6 Steps to Get Over Your Ex
Breakups are one of the most universal human experiences. Heartbreak often leaves us with unsettled feelings that range from loneliness and depression to unworthiness and defeat. Breakups can seem totally negative on the surface, but they can actually lead us to knowing ourselves better. We often talk about the heartbreak portion, but never really discuss the recovery side. What happens after you go through emotions that sometimes lead to a loss of your inner self? How do we bounce back in the best way in order to reclaim the old us? What are the tools we need in order to succeed?
I recently went through a breakup. I felt like I lost myself and my sense of happiness. There were so many thoughts going through my mind; I needed to find healthy distractions to focus on my personal goals instead. Here are some tips and tricks that helped me to become more in tune with my emotions and regain my confidence.
Hit the gym: People around me have always told me the best way to get aggression out is to go to the gym. I remember having so much pent up anger and sadness that I needed a physical activity to help. That’s when I decided to start going to the gym every day. Getting to the gym is hard, but I decided to go daily to help me get out the house at least for an hour. It helped me to develop a regimen and once I began seeing results, my body and health became my first priority.
Write in a journal: Writing down all my feelings onto a page without criticism or fear was refreshing and essential in my journey. I needed to write down my thoughts to clear my mind. Every time something new happened to me, whether good or bad, I made sure to write it down. It helped me pinpoint exactly what I was feeling and understand what I needed and wanted from future relationships.

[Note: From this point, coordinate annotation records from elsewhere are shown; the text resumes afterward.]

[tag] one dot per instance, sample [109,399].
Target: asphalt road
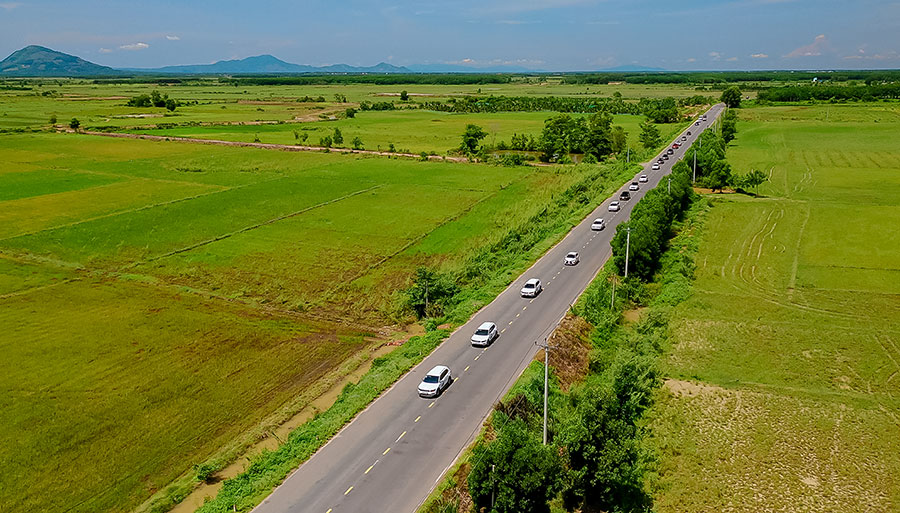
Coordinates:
[393,454]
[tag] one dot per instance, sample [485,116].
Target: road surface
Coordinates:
[394,453]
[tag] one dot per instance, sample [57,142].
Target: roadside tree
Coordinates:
[731,97]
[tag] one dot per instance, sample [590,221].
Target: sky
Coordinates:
[550,35]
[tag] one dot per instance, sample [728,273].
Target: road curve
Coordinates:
[393,453]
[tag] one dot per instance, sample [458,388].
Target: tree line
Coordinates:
[830,92]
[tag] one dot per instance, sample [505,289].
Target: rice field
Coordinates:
[785,389]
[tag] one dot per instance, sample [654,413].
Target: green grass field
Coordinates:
[786,359]
[104,105]
[164,298]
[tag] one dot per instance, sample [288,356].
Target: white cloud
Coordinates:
[814,49]
[135,46]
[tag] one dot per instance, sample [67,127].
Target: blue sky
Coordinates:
[557,35]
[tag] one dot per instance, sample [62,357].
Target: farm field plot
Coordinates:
[408,130]
[786,359]
[163,298]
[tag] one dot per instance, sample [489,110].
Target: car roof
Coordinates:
[437,370]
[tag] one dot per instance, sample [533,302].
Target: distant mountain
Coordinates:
[631,68]
[459,68]
[37,61]
[263,64]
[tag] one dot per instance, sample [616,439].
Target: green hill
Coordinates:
[38,61]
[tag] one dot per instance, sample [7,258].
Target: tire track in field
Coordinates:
[249,228]
[128,211]
[268,146]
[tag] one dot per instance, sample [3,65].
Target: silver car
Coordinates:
[532,288]
[435,381]
[485,334]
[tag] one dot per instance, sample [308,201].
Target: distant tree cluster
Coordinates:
[651,223]
[593,135]
[366,105]
[154,99]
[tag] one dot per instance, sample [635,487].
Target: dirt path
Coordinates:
[265,146]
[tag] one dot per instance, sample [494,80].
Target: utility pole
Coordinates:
[546,347]
[627,248]
[695,166]
[493,485]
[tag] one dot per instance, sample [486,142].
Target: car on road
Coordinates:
[531,288]
[485,334]
[435,381]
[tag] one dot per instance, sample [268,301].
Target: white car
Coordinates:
[485,334]
[435,381]
[532,288]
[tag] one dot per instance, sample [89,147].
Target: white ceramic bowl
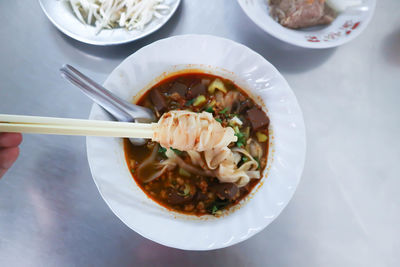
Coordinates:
[347,26]
[286,155]
[61,15]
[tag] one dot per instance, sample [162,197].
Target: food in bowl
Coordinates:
[109,14]
[296,14]
[201,181]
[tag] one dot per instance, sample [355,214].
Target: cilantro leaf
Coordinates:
[209,110]
[177,151]
[189,102]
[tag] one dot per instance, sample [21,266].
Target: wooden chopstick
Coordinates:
[47,125]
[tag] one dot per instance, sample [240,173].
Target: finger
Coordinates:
[2,172]
[8,156]
[10,139]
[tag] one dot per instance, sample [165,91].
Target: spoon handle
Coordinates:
[63,126]
[119,108]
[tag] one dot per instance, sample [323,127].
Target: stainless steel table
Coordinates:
[344,213]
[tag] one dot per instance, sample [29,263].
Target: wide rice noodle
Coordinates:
[186,130]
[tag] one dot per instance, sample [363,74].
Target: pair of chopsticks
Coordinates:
[61,126]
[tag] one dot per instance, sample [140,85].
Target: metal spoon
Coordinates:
[120,109]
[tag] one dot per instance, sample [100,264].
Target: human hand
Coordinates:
[9,150]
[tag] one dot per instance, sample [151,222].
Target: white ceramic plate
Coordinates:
[347,26]
[286,156]
[61,15]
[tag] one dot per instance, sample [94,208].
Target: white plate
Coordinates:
[286,156]
[61,15]
[347,26]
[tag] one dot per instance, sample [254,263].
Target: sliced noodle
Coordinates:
[186,130]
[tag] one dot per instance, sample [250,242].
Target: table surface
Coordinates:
[345,211]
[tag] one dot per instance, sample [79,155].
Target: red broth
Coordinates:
[178,189]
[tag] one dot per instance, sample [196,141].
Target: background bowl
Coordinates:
[347,26]
[61,15]
[286,155]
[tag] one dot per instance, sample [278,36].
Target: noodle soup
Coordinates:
[188,182]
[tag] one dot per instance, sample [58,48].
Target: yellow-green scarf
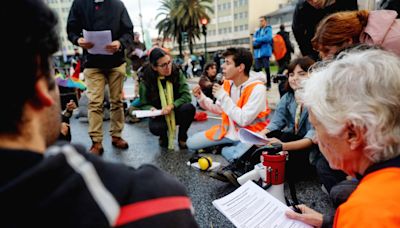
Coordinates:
[167,98]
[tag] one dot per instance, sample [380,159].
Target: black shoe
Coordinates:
[163,142]
[182,145]
[226,174]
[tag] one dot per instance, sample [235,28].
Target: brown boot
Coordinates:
[182,144]
[119,143]
[97,148]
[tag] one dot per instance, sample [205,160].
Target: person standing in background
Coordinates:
[284,62]
[102,69]
[307,15]
[136,53]
[262,44]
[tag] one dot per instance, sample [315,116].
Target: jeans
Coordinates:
[230,153]
[263,62]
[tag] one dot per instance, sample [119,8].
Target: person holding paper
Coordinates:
[163,87]
[241,101]
[63,185]
[102,17]
[291,128]
[353,104]
[289,125]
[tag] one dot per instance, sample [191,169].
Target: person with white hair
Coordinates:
[354,105]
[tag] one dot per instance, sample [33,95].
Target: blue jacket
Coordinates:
[262,42]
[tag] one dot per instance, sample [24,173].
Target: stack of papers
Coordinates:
[251,206]
[146,113]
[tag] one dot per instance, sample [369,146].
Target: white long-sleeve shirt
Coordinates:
[244,116]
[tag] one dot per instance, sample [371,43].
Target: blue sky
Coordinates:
[149,12]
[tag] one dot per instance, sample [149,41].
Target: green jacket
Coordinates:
[150,97]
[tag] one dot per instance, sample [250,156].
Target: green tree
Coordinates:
[183,16]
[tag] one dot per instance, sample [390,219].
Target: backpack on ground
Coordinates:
[279,47]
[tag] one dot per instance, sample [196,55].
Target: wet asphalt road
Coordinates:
[202,189]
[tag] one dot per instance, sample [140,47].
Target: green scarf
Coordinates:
[167,98]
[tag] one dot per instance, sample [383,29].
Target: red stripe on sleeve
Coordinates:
[148,208]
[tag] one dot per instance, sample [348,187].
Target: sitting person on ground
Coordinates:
[241,101]
[65,186]
[65,133]
[208,79]
[163,87]
[290,128]
[345,29]
[358,132]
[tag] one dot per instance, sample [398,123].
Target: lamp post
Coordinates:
[204,23]
[141,21]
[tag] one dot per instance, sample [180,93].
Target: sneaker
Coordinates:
[324,190]
[226,174]
[97,148]
[163,142]
[119,143]
[182,145]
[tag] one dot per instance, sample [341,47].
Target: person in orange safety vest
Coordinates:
[241,102]
[353,103]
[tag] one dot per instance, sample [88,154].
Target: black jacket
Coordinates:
[38,191]
[107,15]
[306,19]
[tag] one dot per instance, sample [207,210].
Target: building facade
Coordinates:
[61,8]
[233,22]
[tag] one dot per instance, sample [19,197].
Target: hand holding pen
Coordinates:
[308,215]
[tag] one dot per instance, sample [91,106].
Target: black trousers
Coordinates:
[183,116]
[298,165]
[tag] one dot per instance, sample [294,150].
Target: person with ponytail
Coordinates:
[163,87]
[344,29]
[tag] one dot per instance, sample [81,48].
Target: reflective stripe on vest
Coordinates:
[217,132]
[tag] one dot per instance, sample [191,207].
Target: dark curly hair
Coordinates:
[150,75]
[34,36]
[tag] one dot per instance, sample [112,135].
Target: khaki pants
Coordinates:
[96,80]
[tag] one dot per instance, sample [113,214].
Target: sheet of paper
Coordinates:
[100,39]
[146,113]
[251,206]
[250,137]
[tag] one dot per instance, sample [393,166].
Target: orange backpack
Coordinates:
[279,47]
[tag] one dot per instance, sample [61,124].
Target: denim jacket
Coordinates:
[283,119]
[284,116]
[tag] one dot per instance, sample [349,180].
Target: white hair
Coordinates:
[363,88]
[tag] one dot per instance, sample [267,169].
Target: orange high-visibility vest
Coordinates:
[374,203]
[217,132]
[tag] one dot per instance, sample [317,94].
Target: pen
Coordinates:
[295,207]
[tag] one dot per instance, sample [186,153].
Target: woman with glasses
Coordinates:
[289,125]
[164,88]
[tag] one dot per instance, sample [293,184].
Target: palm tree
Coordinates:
[189,14]
[183,16]
[169,26]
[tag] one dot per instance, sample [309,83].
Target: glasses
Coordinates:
[299,74]
[165,65]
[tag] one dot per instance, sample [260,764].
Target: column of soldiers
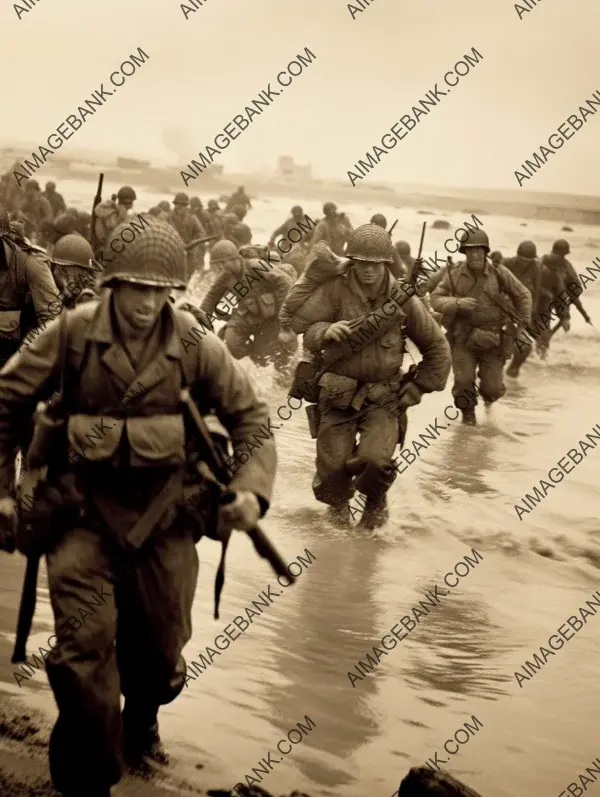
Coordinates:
[113,518]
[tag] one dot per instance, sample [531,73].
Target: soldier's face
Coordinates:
[476,258]
[140,305]
[234,266]
[368,273]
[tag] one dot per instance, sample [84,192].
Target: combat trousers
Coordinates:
[339,458]
[265,346]
[467,365]
[131,644]
[521,351]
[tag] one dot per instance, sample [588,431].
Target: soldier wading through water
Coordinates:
[482,305]
[363,393]
[128,343]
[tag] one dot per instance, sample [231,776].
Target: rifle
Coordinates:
[214,469]
[413,276]
[94,242]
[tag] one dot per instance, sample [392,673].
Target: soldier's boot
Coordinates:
[339,514]
[141,740]
[469,417]
[376,513]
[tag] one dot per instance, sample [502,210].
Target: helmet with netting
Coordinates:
[72,250]
[474,238]
[156,256]
[371,244]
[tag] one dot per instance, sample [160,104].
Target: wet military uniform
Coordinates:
[126,443]
[361,393]
[526,267]
[28,293]
[478,338]
[253,327]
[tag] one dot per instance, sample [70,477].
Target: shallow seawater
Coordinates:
[533,573]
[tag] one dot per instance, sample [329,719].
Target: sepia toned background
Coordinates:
[368,72]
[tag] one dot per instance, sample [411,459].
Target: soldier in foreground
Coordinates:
[363,393]
[74,270]
[125,368]
[480,304]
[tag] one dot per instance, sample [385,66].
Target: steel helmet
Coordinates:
[156,256]
[239,211]
[380,220]
[181,199]
[561,247]
[4,220]
[288,269]
[241,234]
[370,244]
[474,238]
[222,251]
[527,249]
[17,228]
[126,194]
[403,248]
[65,223]
[72,250]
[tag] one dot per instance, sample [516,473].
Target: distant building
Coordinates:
[287,168]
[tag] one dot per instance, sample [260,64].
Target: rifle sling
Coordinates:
[158,506]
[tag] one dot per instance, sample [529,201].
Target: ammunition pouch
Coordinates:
[337,392]
[10,325]
[267,304]
[480,340]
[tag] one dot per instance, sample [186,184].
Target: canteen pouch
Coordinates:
[337,391]
[313,415]
[10,325]
[483,340]
[304,384]
[268,305]
[508,337]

Consider therapy: I’ve been going to therapy since I was 8-years-old and it has given me an amazing outlet. I love being able to speak to an outside party without a filter. It’s important to monitor our mental health in general, but prioritizing mine during my breakup was particularly helpful. Throughout the breakup therapy helped me to heal and make amends with what occurred, and it slowly gave me closure.
Document your growth: Every time I felt sad or not myself, I recorded a video of exactly how I was feeling. I described all the emotions I felt in that moment, along with an added positive quote to reassure me that my growth was evident and remind me to be proud of myself no matter what. I constantly looked back at those memories and surprised myself with how much things had changed. It gave me hope that I would get through it.
Spend time with family & friends: Usually, when issues or problems arise in my life I tend to isolate from the people who love me the most. Being a bother to those around me is one of my worst fears. My friends and family have enough on their plates, so I never want to be an added burden, but seeing them and having daily check-ins was a constant reminder that they care and want to be supportive. My loved ones have reassured me that no matter what I can rely on them.
Pay attention to your diet: During my breakup I noticed a change in my eating habits. Having formerly been a stress eater, I realized I had suddenly lost my appetite. I wasn't taking care of myself nutritionally and my body paid the price for it. Now that I had more time to allocate to myself I decided to take my diet seriously. I took inventory of what I was lacking and made a plan for how much I should eat in a day. I prioritized my daily meal and snack intake, making sure I was thriving internally just as much as the other parts of myself.
Bouncing back from the split was certainly a wild ride, to say the least. A wild ride of emotions, changes, and most of all growth. As painful as the transition from being in a relationship to being single was, it was a necessary thing that had to happen to me. Breakups, as terrible as they may be, are vital because they really show you your inner power. It also puts into perspective how much self-love we show ourselves on a daily basis. Self-love is crucial during breakups and in life in general. Even the slightest affirmation can help to build your self confidence. We have to remember to be kinder to ourselves in the worst of situations. Everything that I listed has helped me to bounce back. This experience has made me eager to see what's next, because I now know growth is never ending.